Thousands of documents apparently leaked from inside ISIS paint a detailed picture of the terror group's personnel, including a 20-year-old from Minneapolis with just a high-school education.
NBC News was among several media organizations to obtain a trove of recruitment forms from a man who claims to be a disillusioned ISIS fighter who recently defected.
The questions start off mundane — name, nickname, date of birth, education — and then shift to the more sinister.
Fields ask about previous fighting experience, blood type, special skills, level of obedience and whether the applicant is interested in fighting or becoming a suicide attacker.
The forms also ask for "countries traveled" to clarify the route to ISIS' caliphate and who can vouch for the recruit.
More than 22,000 jihadis are named in the files and some 51 nationalities represented, according to Britain's Sky News. The broadcaster — which also obtained and reviewed the documents — said many of the names were already "well-known" jihadis, such Londoner Abdel Bary. Other forms bore the names of jihadis known to have died on the battlefield, like former ISIS media-wing head Junaid Hussain.
German intelligence officials are reviewing the files, according to local media there.

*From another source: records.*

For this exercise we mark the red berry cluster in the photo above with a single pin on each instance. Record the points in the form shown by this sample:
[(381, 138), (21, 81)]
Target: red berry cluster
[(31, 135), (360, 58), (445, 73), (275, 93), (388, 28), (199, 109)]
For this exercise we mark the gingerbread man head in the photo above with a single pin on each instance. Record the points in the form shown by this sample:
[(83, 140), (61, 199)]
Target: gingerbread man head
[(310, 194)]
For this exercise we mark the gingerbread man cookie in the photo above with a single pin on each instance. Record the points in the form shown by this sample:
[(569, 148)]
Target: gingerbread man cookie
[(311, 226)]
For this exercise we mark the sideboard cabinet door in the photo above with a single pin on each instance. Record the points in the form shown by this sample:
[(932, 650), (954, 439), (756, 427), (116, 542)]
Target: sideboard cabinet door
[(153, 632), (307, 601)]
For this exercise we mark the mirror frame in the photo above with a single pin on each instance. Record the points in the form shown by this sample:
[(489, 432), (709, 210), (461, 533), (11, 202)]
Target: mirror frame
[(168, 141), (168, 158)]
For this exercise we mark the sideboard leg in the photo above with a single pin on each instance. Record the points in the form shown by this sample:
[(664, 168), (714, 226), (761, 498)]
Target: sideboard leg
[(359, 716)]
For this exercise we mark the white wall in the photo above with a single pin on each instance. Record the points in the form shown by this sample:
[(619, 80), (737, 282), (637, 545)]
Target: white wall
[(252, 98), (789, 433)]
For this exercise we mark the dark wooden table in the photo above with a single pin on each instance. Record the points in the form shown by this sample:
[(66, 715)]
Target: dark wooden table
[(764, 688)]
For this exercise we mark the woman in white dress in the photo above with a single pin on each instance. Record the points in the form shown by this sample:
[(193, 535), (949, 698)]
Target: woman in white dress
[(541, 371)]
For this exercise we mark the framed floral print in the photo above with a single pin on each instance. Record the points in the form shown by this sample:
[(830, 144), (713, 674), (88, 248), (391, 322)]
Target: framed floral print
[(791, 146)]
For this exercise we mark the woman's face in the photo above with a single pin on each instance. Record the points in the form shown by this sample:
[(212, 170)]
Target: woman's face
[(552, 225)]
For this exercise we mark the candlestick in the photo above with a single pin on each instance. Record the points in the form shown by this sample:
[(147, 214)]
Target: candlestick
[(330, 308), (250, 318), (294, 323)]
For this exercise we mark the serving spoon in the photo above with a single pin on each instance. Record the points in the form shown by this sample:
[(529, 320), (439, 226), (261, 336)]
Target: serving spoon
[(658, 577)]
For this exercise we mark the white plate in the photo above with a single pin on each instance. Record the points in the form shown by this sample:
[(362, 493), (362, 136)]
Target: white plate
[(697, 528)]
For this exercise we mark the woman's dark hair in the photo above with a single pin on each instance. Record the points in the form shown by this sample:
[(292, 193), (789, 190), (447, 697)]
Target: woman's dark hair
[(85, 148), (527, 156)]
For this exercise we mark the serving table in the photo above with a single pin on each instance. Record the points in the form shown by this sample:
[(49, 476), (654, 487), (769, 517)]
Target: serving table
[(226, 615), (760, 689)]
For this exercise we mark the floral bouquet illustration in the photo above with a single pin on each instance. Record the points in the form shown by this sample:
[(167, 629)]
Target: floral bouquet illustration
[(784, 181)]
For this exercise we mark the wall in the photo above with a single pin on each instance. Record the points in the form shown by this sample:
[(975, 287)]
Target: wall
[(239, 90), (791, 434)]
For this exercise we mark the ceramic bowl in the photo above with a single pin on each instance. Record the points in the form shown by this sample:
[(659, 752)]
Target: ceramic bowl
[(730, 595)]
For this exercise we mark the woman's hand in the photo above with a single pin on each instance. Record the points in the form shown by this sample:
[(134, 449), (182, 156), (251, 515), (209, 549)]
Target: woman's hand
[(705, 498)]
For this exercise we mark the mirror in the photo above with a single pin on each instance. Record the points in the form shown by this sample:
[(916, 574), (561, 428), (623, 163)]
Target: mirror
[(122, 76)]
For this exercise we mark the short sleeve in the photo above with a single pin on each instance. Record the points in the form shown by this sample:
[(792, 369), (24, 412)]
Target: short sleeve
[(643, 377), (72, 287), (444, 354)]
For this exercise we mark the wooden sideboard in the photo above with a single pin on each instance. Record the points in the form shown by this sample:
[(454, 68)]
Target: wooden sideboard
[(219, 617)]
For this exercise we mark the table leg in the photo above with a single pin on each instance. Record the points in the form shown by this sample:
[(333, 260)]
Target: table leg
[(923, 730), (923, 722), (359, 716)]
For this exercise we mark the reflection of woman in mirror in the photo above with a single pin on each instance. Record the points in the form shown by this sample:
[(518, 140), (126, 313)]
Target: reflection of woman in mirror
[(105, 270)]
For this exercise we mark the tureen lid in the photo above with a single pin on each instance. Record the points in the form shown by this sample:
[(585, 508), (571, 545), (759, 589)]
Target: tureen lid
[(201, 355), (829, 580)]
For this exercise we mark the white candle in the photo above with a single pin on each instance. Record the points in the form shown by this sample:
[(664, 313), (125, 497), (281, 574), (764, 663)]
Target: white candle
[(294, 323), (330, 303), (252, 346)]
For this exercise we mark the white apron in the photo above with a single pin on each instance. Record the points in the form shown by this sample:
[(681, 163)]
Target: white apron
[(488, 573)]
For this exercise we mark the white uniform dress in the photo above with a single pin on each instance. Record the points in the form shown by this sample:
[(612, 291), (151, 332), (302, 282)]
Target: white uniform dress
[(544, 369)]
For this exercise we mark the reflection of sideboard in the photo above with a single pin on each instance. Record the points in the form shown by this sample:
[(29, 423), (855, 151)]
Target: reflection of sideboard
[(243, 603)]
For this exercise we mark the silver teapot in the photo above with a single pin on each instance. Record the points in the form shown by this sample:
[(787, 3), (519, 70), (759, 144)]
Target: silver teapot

Federal police believe "that the documents are authentic," German Interior Minister Thomas de Maiziere said in an emailed statement noting the potential intelligence value of the trove.
"They provide a great chance for the procedure of furnishing proof and the participation also of Germans in terror activities," he said. "With this, we also better understand the structures of this terror organization and it will possibly function as a deterrent for some young radical people."
The cache could offer critical information to intelligence agencies — from routes taken by foreign fighters to previously-unknown recruits and recruiters.
The leak and its origin deal a blow ISIS itself, too, signaling weakness at a time when the organization has been coming under increasing pressure.
Defense officials in recent weeks captured an ISIS official who has reportedly offered valuable information on the group's chemical weapons and operations while under interrogation.
U.S. airstrikes have been pounding ISIS weapons depots and an airstrike also is believed to have killed a top ISIS commander known as "Omar the Chechen" in Syria last week.